Theoretical investigation on the reaction mechanism of photocatalytic CO2 reduction over NaTaO3 modified with metal cocatalysts (Ru, Rh, and Ag)

Abstract

The photocatalytic conversion of CO₂ into value-added chemicals represents a sustainable pathway for solar energy storage and carbon emission mitigation. Understanding the atomic-level mechanisms is crucial for designing efficient photocatalysts. This work provides the first systematic comparison of how Ru, Rh and Ag cocatalysts differentially modulate the electronic structure of NaTaO₃ and dictate distinct CO₂ reduction reaction (CO₂RR) pathways, revealing metal-specific mechanistic fingerprints.
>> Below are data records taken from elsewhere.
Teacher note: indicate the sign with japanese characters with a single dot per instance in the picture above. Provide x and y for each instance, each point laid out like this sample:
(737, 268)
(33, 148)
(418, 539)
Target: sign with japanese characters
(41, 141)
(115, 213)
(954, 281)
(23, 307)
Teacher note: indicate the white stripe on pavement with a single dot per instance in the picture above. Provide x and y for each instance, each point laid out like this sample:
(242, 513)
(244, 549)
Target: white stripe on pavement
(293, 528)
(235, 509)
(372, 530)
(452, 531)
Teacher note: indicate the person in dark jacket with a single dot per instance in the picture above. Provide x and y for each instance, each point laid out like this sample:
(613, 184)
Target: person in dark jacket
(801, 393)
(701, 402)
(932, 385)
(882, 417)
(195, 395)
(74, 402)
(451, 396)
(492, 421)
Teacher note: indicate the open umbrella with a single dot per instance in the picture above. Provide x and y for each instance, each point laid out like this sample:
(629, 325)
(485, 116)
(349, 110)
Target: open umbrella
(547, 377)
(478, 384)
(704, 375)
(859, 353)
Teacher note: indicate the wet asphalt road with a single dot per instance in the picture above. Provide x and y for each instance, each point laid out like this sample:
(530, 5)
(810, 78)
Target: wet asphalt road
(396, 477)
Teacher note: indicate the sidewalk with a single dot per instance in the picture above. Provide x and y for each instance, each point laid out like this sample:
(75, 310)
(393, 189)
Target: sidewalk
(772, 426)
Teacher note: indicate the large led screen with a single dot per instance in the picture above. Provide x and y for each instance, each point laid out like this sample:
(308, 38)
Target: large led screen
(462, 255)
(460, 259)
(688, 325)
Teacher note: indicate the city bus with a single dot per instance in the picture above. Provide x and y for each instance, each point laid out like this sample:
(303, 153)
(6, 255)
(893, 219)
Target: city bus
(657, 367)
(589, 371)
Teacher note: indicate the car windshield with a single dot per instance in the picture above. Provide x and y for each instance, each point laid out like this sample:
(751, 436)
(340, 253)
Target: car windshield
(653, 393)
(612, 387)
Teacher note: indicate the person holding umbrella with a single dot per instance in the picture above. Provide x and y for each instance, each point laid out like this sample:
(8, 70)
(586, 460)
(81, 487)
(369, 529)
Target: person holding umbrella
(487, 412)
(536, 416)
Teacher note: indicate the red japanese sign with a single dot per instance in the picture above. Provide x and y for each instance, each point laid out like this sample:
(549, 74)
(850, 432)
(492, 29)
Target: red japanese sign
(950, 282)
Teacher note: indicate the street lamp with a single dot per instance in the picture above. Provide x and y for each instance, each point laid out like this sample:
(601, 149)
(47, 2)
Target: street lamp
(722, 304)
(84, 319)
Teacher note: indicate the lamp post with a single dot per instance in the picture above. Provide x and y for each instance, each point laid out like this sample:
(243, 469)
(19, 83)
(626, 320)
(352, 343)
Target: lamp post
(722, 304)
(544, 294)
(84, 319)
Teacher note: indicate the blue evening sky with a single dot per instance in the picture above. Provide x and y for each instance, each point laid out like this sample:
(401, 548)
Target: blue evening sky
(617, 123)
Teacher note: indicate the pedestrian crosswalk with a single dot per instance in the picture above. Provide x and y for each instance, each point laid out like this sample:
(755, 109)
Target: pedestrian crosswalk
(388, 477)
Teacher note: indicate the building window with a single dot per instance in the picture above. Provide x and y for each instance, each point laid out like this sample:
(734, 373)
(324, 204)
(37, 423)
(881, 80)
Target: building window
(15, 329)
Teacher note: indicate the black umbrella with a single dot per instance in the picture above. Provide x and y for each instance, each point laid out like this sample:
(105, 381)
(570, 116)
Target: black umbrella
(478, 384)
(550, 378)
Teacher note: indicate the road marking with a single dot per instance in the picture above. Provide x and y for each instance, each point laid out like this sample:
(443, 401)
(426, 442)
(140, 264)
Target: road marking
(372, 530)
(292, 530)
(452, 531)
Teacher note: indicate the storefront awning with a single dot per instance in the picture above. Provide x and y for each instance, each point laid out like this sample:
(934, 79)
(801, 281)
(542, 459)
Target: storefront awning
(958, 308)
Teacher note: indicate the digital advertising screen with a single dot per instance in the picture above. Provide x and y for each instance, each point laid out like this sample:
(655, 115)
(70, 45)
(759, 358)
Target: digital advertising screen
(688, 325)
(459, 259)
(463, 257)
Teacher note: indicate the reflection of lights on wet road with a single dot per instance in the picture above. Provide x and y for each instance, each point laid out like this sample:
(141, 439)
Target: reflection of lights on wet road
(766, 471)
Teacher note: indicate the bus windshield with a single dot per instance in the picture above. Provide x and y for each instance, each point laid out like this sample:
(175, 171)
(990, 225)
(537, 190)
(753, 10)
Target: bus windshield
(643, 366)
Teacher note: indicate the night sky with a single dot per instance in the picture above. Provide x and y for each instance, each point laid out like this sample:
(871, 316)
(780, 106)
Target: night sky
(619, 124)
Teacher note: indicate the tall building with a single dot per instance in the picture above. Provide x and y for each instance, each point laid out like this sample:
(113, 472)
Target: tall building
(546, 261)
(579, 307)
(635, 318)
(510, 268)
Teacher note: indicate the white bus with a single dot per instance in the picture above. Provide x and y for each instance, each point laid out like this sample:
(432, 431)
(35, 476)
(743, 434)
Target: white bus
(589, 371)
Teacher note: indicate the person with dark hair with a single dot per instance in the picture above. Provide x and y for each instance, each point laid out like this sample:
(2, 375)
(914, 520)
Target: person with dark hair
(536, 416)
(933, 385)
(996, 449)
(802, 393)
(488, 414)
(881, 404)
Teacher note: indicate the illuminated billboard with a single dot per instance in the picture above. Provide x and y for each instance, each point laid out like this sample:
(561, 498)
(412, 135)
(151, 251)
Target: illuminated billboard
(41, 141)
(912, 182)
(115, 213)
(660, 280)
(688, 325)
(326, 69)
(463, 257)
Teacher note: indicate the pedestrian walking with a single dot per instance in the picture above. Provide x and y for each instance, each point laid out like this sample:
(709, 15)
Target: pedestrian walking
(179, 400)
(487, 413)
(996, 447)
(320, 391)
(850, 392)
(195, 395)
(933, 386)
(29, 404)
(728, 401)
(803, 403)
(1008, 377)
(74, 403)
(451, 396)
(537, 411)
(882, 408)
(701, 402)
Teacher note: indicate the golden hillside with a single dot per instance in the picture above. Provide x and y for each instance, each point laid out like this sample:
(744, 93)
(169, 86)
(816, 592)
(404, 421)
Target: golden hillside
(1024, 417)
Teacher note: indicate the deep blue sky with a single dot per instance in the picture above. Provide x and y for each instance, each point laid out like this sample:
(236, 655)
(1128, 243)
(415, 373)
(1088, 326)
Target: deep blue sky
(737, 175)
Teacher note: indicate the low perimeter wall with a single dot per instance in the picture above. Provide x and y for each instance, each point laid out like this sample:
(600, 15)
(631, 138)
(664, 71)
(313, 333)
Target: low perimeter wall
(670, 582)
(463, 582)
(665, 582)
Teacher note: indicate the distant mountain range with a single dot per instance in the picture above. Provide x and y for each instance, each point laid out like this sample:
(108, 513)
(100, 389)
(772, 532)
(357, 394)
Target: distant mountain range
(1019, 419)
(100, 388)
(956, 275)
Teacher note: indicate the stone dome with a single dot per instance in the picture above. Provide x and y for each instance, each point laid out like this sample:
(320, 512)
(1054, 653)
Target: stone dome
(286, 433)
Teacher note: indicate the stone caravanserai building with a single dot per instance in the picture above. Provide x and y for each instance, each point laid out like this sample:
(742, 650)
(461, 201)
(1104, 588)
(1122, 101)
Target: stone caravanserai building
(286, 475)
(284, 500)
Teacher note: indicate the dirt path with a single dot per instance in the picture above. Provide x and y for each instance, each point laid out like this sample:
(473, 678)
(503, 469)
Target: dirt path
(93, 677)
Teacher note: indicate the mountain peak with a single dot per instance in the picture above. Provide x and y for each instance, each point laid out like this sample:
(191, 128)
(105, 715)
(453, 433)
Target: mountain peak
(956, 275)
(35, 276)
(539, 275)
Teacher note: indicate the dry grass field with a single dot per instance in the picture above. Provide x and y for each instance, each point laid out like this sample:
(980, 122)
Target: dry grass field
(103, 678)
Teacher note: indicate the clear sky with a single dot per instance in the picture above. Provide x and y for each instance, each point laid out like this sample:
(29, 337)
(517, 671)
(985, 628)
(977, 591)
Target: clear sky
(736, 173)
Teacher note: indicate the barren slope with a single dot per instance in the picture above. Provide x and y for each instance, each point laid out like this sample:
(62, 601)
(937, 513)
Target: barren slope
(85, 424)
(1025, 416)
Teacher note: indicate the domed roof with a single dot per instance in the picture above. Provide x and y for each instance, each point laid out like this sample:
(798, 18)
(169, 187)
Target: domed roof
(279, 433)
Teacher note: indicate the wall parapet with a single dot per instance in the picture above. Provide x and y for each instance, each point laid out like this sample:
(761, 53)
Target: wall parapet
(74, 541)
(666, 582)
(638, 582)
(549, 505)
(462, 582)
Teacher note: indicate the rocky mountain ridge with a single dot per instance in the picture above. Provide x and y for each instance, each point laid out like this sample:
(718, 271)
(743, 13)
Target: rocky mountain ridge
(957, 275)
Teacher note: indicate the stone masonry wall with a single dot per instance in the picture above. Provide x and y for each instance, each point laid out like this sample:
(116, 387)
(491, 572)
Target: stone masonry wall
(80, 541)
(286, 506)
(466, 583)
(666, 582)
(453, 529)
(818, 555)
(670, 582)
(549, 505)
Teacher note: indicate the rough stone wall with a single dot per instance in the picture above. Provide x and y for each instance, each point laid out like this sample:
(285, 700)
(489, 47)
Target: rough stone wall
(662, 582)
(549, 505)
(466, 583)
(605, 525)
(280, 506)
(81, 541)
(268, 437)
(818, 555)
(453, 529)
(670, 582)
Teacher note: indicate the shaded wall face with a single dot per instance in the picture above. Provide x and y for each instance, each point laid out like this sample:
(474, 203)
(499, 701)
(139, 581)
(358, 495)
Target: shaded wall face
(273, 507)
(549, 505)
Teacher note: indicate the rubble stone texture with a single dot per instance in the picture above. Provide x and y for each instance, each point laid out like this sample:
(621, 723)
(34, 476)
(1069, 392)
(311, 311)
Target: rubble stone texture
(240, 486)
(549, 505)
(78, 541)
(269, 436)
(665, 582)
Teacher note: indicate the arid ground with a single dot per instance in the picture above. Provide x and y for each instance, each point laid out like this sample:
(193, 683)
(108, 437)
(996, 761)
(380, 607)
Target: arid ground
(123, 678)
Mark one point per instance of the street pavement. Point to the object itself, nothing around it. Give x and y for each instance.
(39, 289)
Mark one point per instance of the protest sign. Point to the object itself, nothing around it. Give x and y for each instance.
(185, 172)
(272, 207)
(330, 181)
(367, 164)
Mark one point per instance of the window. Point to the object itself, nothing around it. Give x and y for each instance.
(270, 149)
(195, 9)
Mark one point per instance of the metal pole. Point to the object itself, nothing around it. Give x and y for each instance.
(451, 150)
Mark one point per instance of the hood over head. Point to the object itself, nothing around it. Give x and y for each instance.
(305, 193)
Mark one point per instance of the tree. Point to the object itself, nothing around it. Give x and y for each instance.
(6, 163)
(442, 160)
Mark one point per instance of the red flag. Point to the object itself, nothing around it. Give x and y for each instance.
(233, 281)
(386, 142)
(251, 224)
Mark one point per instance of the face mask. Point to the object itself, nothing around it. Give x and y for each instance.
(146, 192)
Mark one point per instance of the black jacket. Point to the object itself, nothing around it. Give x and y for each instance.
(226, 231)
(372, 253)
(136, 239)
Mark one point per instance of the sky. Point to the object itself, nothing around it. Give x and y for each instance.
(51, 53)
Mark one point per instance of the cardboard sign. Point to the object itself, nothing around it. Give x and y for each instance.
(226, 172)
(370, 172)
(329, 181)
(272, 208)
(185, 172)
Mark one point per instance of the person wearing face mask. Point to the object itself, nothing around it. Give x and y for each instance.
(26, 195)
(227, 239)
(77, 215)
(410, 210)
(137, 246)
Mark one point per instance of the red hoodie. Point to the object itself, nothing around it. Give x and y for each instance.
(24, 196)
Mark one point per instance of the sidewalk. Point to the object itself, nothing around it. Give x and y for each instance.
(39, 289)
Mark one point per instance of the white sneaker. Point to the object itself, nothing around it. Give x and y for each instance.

All three systems (Ru@NaTaO₃, Rh@NaTaO₃ and Ag@NaTaO₃) exhibit negative formation energies, confirming their thermodynamic feasibility. Metal decoration significantly reduces the work function by 0.58–0.65 eV, facilitating interfacial charge transfer and the occurrence of the photocatalytic reduction reaction. The Ru and Rh cocatalysts demonstrate superior CO₂ adsorption and activation compared to Ag, primarily because the upshifted d-band center strengthens reactant binding. The analysis on density of states demonstrates that Ru and Rh deposition creates metallic states within the bandgap, while Ag preserves the semiconductor characteristics through valence band hybridization. Our mechanistic studies demonstrate that the product selectivity is cocatalyst-dependent. Ru- and Rh-modified NaTaO₃ promote deep reduction to CH₄ with limiting potentials of −0.75 eV and −0.51 eV, respectively. Meanwhile, Ag modification favors the 2e⁻ pathway to CO with a limiting potential of −0.43 eV. Distinct reaction pathways (CH₄ vs. CO production) can be correlated with metal-specific electronic properties. This work elucidates the structure–activity relationships of transition metal cocatalysts in the photocatalytic CO₂RR, establishing fundamental design principles for developing high-efficiency NaTaO₃-based photocatalysts.